The Cicero Brexit Insights team is producing regular updates, comment and insight on both the broad themes and the technical detail of Brexit. We aim to give readers a clear view of the issues and challenges as they are seen in Brussels, London and Member States. This week, the EU team analyses the level of convergence between the EU and the UK as the Brexit negotiations kick off and the UK team looks at media reaction following the Article 50 trigger.

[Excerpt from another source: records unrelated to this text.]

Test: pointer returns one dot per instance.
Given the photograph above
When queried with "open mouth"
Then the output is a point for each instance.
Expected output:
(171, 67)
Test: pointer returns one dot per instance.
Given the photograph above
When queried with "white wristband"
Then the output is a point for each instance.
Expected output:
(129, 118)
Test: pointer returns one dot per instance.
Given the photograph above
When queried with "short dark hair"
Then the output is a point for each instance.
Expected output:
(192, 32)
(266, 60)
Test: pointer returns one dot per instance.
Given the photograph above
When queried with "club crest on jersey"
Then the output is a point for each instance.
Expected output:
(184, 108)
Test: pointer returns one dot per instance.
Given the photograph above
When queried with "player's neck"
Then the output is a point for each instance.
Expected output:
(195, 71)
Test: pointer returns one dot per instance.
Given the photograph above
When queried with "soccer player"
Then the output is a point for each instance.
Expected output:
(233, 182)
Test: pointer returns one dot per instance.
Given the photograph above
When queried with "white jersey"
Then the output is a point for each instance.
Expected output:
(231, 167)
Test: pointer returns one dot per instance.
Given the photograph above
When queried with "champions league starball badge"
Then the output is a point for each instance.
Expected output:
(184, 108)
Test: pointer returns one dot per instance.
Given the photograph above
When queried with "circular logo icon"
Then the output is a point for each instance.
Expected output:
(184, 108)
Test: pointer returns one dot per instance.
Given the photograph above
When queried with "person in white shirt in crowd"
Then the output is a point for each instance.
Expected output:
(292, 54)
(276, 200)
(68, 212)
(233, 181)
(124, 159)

As the EU and UK are gearing up for Article 50 negotiations, there has been a noticeable uptick in verbal skirmishes between the two parties. The latest comments that raised eyebrows in the UK were made by Angela Merkel in her statement on the upcoming EU27 Council summit; “the UK should not have illusions on the country’s future relationship with the EU. That will merely squander time.” The statement reflects the widely held belief in Berlin and Brussels that Brexit was an economically irrational decision made on false populist promises. This perspective maintains that Brexit will damage the UK, the EU and the relationship between the two in a myriad of ways, and the next years must therefore focus on damage limitation. In short, any belief that Brexit will provide the UK with a better deal with the EU is an ‘illusion’.

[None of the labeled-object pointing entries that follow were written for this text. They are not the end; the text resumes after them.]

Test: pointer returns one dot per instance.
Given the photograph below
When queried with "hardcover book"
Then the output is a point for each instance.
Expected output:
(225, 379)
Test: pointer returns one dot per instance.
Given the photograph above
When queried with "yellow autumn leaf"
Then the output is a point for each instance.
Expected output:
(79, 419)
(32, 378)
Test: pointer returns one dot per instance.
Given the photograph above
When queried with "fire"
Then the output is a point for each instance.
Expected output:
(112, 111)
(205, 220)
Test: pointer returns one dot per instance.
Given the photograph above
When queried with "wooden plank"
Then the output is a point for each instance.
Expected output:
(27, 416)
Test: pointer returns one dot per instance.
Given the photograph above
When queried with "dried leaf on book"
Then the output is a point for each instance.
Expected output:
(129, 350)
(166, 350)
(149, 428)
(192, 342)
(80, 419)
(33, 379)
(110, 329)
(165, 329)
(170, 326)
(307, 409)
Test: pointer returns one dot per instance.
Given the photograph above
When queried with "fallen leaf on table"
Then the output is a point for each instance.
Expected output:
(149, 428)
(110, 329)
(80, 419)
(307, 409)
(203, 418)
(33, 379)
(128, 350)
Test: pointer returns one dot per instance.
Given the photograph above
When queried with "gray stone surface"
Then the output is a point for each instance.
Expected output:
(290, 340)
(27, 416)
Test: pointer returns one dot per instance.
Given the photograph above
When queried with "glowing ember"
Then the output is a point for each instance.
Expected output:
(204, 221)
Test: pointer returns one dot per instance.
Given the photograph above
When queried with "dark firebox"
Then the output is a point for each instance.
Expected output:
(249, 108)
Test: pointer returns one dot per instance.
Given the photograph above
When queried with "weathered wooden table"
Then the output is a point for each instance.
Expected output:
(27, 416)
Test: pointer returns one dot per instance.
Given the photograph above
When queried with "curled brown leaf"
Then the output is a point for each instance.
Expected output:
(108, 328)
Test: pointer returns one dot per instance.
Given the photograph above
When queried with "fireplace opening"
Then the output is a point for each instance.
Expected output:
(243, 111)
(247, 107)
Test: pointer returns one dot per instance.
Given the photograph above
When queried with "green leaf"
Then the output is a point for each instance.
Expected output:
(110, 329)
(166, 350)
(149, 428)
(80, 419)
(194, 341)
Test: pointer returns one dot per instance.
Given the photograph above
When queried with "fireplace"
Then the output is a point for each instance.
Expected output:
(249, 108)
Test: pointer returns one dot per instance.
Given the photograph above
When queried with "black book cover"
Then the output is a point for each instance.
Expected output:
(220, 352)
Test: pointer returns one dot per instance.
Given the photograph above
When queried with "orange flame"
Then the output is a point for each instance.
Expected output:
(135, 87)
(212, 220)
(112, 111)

Merkel emphasised that the UK will be a third country once Brexit is realised. A free trade agreement that allows broad access to the Single Market with little shared sovereignty will not be on the cards. In her words, there will have to be a “balanced relationship between rights and responsibilities”. Theresa May has on multiple occasions shown that she is aware of the trade-off, but there is a frustration when politicians declare that “no deal will be better than a bad deal”, or that Brexit is an opportunity to achieve a fundamentally better relationship with the EU. Europeans follow UK politics closely these days, and politicians will need to be aware that statements made in the heat of the election campaign will resonate on the continent.

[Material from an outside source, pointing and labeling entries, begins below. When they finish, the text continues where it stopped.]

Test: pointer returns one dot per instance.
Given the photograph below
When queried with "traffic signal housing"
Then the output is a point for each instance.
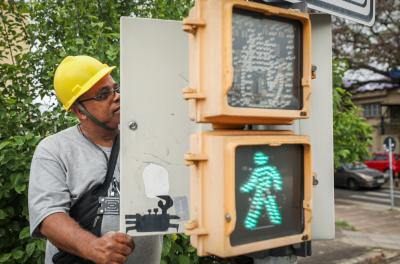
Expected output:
(249, 63)
(250, 191)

A view often heard in the UK is that one has to adopt a demanding starting position to have the ability to make the right compromises, but the UK will have to be careful not to reduce goodwill by making demands that are seen as unreasonable. Theresa May’s Lancaster House speech struck many of the right notes in this respect, aside from the ill-perceived comments on defence and security. The UK has built itself a reputation for being a realistic, pragmatic and constructive partner in Europe but will still need to prove that it will exhibit these same qualities when it sits on the other side of the negotiation table.
Senior Account Executive
Parliament prorogued yesterday ahead of dissolution on Wednesday; the moment that signifies we will then be 25 working days out from the election and when incumbent MPs lose their formal status as Members of Parliament. There is no denying that the major issue of the campaign is Brexit and many people are hoping the Tory manifesto (expected wc 8 May) will add a little more colour on issues such as the ECHR and the Great Repeal Bill. We can expect the latter to be published soon after the “dressed down” State Opening of Parliament on 19 June.
Meanwhile, those clever folks at Electoral Calculus have been crunching the numbers and have determined that the Tories are “sucking in votes like a right wing Dyson on steroids” from those who supported Leave last June. Perhaps not surprising; however, they’ve also determined – contrary to logic – that Remain voters are moving in the same direction. Electoral Calculus’s analysis has also concluded that the Tories could achieve a majority in excess of 190 (11 more than Blair achieved in 1997), cutting Labour down to around 150 seats, reducing the number of Lib Dems by a third, and crucifying UKIP. As ever, all the usual health warnings about polling apply.
Despite not knowing what the political world will actually look like after 8 June, politicos are already playing ‘reshuffle speculation’. This academic exercise is enormous fun but when it comes to the major Brexiteers don’t worry too much. Davis and Fox are extremely unlikely to go anywhere. Boris’ future is less certain, with this week witnessing a mixture of pro and anti-briefings. A good performance during the campaign will protect his position as Foreign Secretary but a huge majority will give Theresa May the flexibility to jettison him. In addition to some churn at ministerial level, there will almost certainly be some big cabinet surprises unless fortunes are reversed.